EUR / USD
The dollar was held in tight ranges ahead of Monday’s New York open, but gradually lost ground as the Euro edged higher to attack the 1.1600 area.
US industrial production declined 1.3% for September after a downwardly revised 0.1% fall for August and substantially below consensus forecasts of a 0.2% increase. The activity was hampered by supply issues surrounding semiconductors and overall activity on the month was also dragged lower by declines in mining and utility output. Capacity use also declined to 75.2% from 76.2% previously. The industrial data has tended to have a muted reaction over recent months, but the much weaker than expected data did have some impact in undermining confidence, especially with on-going supply shortages.
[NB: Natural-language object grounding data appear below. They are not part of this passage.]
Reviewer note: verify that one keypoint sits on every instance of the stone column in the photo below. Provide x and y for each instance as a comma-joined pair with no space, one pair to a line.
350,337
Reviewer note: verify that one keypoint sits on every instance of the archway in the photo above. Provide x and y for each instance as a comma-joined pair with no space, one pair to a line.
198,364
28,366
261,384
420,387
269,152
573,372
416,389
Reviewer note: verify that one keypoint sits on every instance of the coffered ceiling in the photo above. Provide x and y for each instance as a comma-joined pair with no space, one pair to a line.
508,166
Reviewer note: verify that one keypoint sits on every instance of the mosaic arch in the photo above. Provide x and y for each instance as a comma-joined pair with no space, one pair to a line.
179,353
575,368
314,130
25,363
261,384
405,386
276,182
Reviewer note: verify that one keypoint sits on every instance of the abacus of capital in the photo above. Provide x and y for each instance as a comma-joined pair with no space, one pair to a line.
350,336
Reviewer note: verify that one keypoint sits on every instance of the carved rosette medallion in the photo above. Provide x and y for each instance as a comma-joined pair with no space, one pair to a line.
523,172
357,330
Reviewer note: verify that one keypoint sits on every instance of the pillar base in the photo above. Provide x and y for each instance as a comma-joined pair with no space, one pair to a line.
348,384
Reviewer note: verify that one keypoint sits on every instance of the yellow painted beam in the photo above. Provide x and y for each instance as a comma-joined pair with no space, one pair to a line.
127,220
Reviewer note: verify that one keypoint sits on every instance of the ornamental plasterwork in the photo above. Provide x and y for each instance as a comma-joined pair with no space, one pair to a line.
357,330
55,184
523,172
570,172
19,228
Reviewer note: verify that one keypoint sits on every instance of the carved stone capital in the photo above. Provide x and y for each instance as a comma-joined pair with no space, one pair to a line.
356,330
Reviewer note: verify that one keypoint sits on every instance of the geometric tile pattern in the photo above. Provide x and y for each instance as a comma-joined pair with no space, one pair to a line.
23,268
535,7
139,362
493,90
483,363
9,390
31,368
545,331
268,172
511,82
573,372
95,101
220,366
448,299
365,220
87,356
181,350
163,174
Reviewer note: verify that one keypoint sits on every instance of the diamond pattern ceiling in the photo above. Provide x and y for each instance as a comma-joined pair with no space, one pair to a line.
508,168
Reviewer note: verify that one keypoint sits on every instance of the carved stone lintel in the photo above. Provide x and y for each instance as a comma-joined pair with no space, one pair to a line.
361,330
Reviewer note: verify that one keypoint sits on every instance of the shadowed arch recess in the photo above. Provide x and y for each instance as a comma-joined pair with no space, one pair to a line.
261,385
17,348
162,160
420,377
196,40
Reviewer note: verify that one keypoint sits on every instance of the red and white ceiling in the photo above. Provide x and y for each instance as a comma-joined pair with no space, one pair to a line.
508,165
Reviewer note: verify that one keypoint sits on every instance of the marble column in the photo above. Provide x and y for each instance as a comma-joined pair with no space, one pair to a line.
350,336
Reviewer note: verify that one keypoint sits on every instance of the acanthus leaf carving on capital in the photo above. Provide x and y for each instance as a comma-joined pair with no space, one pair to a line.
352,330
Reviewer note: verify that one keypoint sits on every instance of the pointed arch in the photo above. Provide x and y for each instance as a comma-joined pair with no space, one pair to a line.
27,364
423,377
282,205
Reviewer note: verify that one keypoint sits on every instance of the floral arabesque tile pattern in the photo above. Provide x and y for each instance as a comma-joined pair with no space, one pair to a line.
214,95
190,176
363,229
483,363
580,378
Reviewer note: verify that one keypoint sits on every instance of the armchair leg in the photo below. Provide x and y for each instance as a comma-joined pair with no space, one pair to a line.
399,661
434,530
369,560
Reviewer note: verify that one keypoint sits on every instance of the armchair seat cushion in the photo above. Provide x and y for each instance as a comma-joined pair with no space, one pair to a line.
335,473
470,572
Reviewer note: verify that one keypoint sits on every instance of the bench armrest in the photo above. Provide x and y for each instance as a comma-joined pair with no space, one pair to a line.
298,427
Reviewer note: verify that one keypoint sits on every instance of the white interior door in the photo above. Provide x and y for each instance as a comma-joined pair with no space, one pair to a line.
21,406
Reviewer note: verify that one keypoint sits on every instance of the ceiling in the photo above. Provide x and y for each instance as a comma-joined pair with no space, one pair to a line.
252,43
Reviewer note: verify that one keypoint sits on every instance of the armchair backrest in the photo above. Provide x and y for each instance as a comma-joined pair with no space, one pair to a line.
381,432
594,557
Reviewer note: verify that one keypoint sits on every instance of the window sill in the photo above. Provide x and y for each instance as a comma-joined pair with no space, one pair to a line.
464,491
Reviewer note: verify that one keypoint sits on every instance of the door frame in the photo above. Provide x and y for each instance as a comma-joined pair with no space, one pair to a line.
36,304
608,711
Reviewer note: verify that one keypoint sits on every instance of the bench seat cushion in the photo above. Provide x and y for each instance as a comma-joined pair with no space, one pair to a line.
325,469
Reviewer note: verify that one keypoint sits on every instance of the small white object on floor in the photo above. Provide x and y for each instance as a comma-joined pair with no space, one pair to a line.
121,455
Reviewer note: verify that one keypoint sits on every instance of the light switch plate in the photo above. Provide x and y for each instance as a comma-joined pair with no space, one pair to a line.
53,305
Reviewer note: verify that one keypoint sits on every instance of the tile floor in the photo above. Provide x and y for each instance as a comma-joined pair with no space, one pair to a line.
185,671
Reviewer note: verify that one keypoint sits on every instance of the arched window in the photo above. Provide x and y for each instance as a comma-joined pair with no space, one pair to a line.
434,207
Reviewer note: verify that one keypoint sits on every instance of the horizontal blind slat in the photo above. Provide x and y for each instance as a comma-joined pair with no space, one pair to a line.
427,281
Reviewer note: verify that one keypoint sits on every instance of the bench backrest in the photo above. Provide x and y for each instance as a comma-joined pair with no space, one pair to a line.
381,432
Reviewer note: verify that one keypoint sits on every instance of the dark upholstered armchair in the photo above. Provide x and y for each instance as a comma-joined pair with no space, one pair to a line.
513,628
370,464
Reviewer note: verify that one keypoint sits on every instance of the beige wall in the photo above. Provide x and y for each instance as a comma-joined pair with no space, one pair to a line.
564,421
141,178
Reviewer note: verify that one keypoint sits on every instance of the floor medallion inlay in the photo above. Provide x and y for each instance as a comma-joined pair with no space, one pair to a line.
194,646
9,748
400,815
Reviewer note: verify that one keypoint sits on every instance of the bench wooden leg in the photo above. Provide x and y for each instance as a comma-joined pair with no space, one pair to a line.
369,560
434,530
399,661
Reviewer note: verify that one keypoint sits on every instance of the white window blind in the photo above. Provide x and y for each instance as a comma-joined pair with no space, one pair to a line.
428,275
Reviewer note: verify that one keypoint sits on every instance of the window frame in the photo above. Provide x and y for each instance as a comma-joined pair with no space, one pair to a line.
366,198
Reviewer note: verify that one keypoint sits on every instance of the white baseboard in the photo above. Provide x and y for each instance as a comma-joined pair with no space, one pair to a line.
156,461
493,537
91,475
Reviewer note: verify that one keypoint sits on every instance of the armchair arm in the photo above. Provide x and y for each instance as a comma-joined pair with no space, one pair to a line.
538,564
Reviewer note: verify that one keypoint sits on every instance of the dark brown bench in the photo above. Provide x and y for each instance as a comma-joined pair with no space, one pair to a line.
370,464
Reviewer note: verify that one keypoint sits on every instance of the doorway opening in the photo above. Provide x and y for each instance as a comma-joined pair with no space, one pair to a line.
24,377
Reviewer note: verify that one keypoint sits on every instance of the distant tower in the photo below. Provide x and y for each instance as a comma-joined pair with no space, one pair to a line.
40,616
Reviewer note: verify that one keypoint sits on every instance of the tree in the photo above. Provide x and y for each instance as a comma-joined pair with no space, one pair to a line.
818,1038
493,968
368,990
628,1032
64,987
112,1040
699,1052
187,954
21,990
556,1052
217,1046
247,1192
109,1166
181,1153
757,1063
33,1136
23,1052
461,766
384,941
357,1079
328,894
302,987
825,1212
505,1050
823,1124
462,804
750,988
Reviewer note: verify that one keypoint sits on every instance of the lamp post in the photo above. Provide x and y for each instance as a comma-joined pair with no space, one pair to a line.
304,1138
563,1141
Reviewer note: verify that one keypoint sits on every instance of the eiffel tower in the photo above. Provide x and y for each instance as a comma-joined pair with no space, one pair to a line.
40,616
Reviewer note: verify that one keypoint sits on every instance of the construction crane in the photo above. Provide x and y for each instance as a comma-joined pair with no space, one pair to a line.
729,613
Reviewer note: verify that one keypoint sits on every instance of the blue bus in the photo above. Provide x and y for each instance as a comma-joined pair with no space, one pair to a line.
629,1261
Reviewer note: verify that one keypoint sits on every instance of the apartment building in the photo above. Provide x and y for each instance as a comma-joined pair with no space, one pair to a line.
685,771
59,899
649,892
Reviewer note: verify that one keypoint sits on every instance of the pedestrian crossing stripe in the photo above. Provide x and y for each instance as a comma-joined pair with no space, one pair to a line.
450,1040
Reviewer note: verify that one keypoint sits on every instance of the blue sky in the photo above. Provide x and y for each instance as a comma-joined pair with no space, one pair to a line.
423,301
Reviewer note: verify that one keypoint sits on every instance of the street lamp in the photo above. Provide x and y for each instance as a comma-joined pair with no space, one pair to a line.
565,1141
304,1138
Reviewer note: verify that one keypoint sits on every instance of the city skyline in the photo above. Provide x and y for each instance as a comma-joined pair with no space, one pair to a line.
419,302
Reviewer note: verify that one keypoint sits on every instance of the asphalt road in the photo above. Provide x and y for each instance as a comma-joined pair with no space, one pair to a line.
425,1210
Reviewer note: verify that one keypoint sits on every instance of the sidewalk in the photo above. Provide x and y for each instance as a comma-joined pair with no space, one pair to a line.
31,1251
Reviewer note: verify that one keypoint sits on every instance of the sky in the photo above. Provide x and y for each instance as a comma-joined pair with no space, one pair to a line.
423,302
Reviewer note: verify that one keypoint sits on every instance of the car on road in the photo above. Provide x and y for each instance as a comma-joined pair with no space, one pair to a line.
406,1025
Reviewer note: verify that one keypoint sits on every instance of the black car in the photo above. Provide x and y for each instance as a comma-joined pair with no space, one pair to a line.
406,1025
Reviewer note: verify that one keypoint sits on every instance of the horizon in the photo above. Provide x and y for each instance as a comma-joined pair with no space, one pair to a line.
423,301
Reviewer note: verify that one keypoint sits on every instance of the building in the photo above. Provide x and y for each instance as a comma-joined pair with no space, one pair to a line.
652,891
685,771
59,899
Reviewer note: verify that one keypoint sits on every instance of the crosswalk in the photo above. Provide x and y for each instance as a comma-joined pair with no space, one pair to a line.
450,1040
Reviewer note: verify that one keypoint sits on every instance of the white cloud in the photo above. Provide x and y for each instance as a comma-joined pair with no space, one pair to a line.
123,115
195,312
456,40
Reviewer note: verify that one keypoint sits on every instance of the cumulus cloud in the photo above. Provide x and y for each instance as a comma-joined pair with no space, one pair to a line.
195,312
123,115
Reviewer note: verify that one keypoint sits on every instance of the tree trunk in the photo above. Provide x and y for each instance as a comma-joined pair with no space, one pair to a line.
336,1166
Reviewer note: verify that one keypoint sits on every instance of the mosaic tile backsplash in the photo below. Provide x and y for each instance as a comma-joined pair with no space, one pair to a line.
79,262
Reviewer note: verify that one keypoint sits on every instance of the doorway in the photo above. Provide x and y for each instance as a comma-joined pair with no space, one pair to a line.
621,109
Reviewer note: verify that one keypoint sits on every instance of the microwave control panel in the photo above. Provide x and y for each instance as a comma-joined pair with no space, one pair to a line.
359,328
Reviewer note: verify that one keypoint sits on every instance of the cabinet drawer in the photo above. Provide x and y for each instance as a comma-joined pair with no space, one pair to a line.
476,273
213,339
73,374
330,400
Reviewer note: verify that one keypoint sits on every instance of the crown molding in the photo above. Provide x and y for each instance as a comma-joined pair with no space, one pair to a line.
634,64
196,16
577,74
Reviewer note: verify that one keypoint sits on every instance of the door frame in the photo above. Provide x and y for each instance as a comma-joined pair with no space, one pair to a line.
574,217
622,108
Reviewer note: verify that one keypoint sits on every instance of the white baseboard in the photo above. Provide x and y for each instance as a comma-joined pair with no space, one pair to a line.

The NAHB housing index strengthened to 80 for September from 76 previously and above market expectations which had little impact.
The dollar continued to drift lower after the Wall Street open, although overall moves were mixed with markets tending to focus on interest rate expectations among other major global central banks. The Euro moved back above the 1.1600 level, although with a lack of any significant momentum.
The latest business confidence data from the US and Euro-zone will be released on Friday with markets looking to assess the relative outlook.
The dollar dipped sharply during Tuesday’s Asian session with an element of concern that the US out-performance would fade, especially given supply constraints. There was also a wider US correction, amid expectations that other global central banks would also engage in policy tightening over the next few months.
The dollar index retreated to 3-week lows and the Euro secured a further net recovery to just above 1.1650 as commodity currencies also posted net gains.
JPY
There was a significant increase in medium-term bond yields during the day, although the 10-year yield drifted slightly below the 1.60% level. Wall Street equities opened lower, but there was a move into positive territory at the European close.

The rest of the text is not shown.